In the years before the First World War there was widespread industrial unrest in Britain. It was caused by the arrival of Syndicalism from France and the USA, as well as by rising prices and the effects of foreign competition. Unrest came to an end in August 1914 when the First World War broke out, but restarted in 1919 when the government began to return the industries that had been taken over during the war to private ownership.


Attention soon focused upon the plight of the miners and from 1919 to 1926 they fought a battle to preserve wages and conditions. Finally, in May 1926, they went on strike and were supported by about 4,000,000 other workers.
Why were the miners treated so badly and why did a general strike take place in 1926? These are some of the questions that you will be answering when you tackle these questions.


SOURCE A: Two graphs produced in the 1970s







SOURCE B: A photograph taken in the early 1920s of miners and their families gathering coal




SOURCE C: Part of a history book written in the 1960s
By 1925 the British coal industry was in a serious depression. It was still the country’s largest industry with a labour force of 1,000,000 men, but from a prosperous period in the early 1920s it had declined so that 79% of pits were producing at a loss. There were some 2,500 pits operated by 1,400 different owners. The industry lacked investment, the machinery was old-fashioned and the management was incompetent. When cheap Polish and German coal flooded the market after 1923, forcing world prices down, the industry sank into crisis and the miners were forced into poverty.
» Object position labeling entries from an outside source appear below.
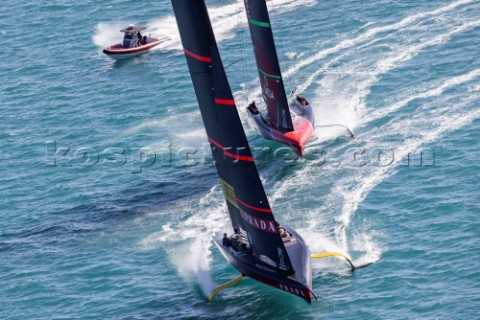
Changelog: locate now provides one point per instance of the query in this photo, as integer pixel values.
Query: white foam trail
(448, 84)
(346, 102)
(107, 34)
(370, 33)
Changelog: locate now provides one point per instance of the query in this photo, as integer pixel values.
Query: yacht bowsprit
(133, 44)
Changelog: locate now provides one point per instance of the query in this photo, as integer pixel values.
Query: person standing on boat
(253, 108)
(225, 240)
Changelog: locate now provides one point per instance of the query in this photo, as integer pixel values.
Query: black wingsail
(246, 200)
(268, 65)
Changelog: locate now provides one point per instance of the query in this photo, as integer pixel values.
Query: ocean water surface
(109, 200)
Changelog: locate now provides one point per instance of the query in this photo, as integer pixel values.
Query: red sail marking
(198, 57)
(229, 154)
(261, 224)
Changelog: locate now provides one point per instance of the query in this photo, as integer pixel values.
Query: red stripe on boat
(229, 154)
(198, 57)
(225, 102)
(252, 207)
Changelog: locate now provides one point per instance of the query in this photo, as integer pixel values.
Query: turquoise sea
(109, 199)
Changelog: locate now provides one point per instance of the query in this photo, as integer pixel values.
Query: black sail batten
(268, 66)
(246, 200)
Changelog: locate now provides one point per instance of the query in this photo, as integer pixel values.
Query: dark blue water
(109, 199)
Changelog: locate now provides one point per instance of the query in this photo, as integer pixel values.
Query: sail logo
(266, 90)
(261, 224)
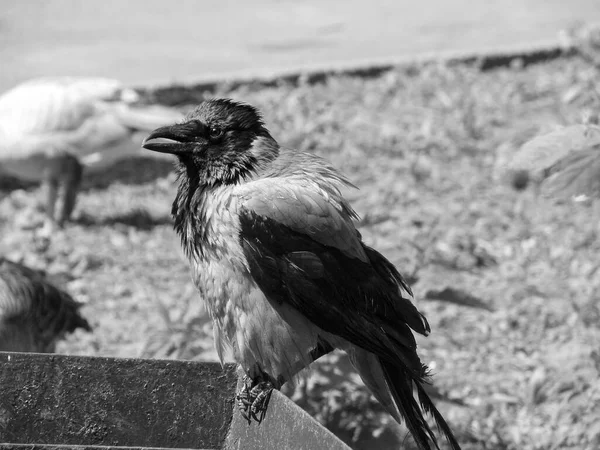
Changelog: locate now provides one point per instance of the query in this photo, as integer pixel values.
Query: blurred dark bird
(34, 314)
(286, 276)
(562, 163)
(50, 128)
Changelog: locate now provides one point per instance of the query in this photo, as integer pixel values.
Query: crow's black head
(220, 142)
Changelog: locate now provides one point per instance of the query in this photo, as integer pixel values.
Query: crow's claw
(253, 399)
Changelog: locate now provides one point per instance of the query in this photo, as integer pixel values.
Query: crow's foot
(253, 398)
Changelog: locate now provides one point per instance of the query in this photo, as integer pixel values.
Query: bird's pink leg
(253, 398)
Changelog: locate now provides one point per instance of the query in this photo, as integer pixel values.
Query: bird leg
(65, 171)
(253, 398)
(72, 174)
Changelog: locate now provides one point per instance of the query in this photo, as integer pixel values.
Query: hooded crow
(285, 274)
(50, 128)
(34, 314)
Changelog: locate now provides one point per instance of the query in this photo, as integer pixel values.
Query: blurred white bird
(34, 314)
(53, 128)
(562, 163)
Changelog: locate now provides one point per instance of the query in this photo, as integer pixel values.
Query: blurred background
(509, 280)
(157, 42)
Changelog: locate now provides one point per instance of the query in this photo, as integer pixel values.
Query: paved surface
(160, 41)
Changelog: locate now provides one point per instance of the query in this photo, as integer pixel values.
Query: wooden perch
(56, 401)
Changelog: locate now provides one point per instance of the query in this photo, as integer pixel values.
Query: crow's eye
(215, 133)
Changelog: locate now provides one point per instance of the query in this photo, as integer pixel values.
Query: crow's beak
(171, 139)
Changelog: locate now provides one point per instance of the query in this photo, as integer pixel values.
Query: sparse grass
(422, 146)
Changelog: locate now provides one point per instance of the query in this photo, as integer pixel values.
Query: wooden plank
(55, 399)
(55, 402)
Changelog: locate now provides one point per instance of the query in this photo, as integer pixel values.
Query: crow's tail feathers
(400, 384)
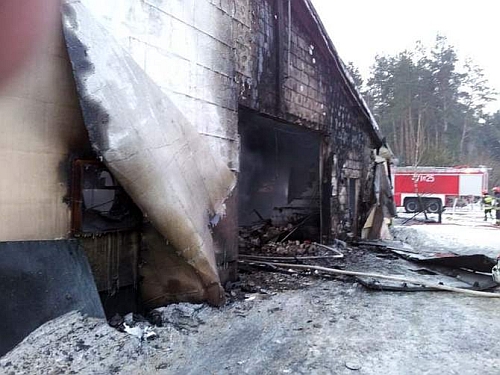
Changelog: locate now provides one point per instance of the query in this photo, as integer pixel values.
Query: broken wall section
(187, 49)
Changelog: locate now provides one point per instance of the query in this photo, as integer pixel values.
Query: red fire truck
(436, 187)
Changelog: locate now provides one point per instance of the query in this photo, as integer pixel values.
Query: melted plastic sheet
(149, 146)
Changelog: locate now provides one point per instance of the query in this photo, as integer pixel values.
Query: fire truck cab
(437, 187)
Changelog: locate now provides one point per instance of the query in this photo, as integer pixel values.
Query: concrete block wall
(41, 126)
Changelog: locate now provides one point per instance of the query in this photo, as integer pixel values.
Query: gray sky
(362, 28)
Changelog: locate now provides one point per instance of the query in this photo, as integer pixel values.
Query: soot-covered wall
(279, 178)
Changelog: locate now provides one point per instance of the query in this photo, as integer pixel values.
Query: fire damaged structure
(144, 133)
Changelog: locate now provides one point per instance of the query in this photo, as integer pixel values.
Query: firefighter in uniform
(487, 202)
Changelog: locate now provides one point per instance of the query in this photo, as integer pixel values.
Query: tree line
(431, 107)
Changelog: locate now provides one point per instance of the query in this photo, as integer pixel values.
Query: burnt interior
(279, 178)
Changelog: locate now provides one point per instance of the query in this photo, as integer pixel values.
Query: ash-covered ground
(291, 323)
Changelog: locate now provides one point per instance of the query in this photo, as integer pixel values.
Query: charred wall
(285, 69)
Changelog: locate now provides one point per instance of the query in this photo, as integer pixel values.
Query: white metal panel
(470, 184)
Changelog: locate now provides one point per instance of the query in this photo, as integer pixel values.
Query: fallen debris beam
(386, 277)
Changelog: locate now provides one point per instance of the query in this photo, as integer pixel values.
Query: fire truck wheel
(433, 206)
(411, 205)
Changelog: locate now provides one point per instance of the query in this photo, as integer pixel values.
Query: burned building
(145, 132)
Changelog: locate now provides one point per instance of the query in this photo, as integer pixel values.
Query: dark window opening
(99, 203)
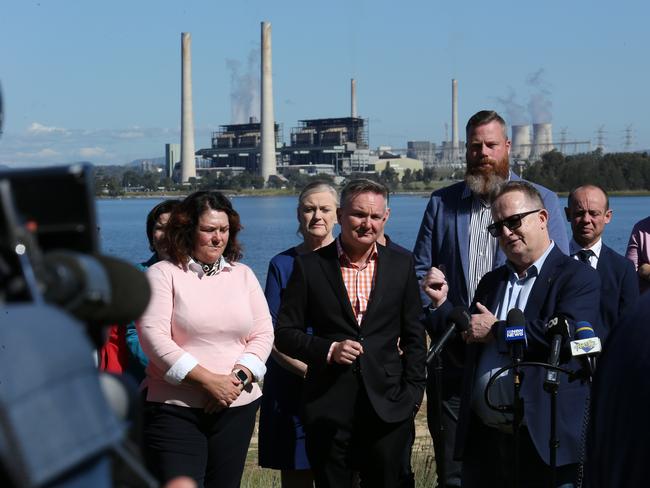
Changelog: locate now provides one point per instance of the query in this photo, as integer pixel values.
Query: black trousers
(488, 456)
(452, 401)
(211, 448)
(363, 442)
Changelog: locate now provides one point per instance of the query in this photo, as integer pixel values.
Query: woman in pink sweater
(207, 333)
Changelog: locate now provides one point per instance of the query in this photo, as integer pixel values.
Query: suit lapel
(332, 270)
(545, 279)
(603, 263)
(381, 278)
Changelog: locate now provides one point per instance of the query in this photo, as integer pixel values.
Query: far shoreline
(289, 193)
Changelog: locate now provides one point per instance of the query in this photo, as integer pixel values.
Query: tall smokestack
(353, 98)
(455, 151)
(268, 164)
(188, 164)
(521, 145)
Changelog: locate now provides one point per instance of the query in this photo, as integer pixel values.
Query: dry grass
(422, 460)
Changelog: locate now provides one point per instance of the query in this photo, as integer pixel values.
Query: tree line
(612, 171)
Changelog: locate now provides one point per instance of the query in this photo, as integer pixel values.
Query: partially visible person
(543, 282)
(617, 444)
(281, 432)
(588, 213)
(156, 221)
(207, 333)
(121, 352)
(638, 251)
(453, 238)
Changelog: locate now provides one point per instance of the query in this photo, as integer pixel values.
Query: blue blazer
(619, 287)
(443, 238)
(565, 286)
(617, 446)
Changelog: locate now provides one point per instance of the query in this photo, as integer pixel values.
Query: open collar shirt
(359, 280)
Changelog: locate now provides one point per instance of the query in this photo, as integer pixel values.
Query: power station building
(236, 147)
(332, 145)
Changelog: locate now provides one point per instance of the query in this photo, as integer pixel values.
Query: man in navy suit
(543, 282)
(588, 213)
(453, 238)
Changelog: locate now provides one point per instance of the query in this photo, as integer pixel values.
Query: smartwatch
(243, 377)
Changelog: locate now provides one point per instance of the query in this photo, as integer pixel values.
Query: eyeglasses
(513, 222)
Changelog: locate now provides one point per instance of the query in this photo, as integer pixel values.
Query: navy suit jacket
(617, 447)
(565, 286)
(619, 287)
(316, 295)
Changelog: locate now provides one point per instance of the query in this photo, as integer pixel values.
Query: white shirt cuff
(254, 365)
(180, 368)
(329, 353)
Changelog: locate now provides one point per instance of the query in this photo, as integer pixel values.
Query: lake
(270, 225)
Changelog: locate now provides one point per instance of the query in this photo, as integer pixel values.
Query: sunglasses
(513, 222)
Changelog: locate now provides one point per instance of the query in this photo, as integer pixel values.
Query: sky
(100, 81)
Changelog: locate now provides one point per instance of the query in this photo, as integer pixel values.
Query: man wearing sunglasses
(453, 242)
(542, 282)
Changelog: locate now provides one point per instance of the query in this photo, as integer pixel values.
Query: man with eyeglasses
(453, 242)
(540, 280)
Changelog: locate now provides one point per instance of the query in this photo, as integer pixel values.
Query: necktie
(584, 255)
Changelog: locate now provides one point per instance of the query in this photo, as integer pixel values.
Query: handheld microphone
(557, 329)
(98, 290)
(459, 319)
(516, 334)
(586, 347)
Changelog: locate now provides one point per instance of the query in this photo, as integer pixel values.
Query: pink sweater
(214, 318)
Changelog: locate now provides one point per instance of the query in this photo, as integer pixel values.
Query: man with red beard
(454, 242)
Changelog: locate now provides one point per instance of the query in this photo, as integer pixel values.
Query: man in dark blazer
(617, 445)
(543, 282)
(445, 242)
(588, 213)
(361, 390)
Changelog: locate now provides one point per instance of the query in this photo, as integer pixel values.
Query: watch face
(242, 376)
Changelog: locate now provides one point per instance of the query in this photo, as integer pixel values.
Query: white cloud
(46, 153)
(37, 128)
(130, 134)
(91, 152)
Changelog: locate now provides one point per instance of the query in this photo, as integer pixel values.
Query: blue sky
(100, 81)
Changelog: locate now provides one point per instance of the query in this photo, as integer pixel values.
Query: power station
(337, 146)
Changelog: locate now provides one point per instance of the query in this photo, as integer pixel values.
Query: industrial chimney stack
(455, 150)
(188, 163)
(268, 163)
(353, 98)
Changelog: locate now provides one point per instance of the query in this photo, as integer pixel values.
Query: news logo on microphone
(516, 333)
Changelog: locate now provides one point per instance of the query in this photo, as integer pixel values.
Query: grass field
(422, 460)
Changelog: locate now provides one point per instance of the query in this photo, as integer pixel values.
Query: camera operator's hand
(222, 389)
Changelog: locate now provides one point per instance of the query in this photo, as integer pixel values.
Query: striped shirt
(359, 281)
(482, 246)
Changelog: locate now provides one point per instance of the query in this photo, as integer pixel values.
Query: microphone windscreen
(584, 330)
(130, 292)
(461, 317)
(515, 318)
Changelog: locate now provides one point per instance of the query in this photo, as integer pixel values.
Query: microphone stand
(551, 385)
(518, 410)
(436, 356)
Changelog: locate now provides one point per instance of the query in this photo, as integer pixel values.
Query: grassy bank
(422, 460)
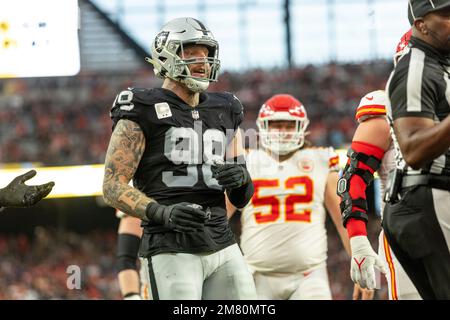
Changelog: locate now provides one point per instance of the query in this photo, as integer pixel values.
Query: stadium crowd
(65, 121)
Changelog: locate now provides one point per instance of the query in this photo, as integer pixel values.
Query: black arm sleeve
(127, 251)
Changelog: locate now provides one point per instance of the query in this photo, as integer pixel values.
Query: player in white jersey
(373, 138)
(283, 235)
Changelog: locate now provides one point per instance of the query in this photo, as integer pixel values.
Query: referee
(417, 219)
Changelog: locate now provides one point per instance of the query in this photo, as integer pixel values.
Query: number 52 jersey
(283, 226)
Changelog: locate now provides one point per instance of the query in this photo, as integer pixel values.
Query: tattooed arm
(125, 150)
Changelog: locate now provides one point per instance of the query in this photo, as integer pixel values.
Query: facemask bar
(279, 141)
(181, 69)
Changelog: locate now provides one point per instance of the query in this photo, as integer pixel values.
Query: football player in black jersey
(182, 148)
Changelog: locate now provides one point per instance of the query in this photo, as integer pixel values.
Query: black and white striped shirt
(419, 86)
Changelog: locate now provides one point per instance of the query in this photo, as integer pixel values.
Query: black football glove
(18, 194)
(230, 176)
(180, 217)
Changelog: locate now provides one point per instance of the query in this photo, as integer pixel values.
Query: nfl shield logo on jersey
(163, 110)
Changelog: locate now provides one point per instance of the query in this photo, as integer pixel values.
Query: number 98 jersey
(283, 226)
(180, 142)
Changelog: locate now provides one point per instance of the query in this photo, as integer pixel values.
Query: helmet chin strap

SOURCE D: Part of an article published in the Brighton Herald, 17 April 1926
OMS, as some of our readers will remember, stands for Organisation for the maintenance of Supplies, which came into being some months ago. At present unofficial, but well prepared, the organisation is intended to be the official means of resisting any Labour attempt to paralyse the essential industries of the country. It is now appealing to all who believe in the maintenance of public order in England to enrol themselves as volunteers for whatever service they may be called upon to do, or mat be able to perform.

SOURCE E: A cartoon published in a daily newspaper in April 1926






SOURCE F: The results of the TUC ballot on strike action to support the miners
For 3,653,527

Against 49,911




SOURCE G: A poster that was published during the General Strike

MESSAGE FROM THE

PRIME MINISTER:

Constitutional Government

is being attacked.

Let all good citizens whose livelihood and labour have thus been put in peril bear with fortitude and patience the hardships with which they have been so suddenly confronted.
Stand behind the Government who are doing their part

Confident that you will co-operate in the measures they have undertaken to preserve the liberties and privileges of the people of these islands.
The Laws of England are the People’s birthright.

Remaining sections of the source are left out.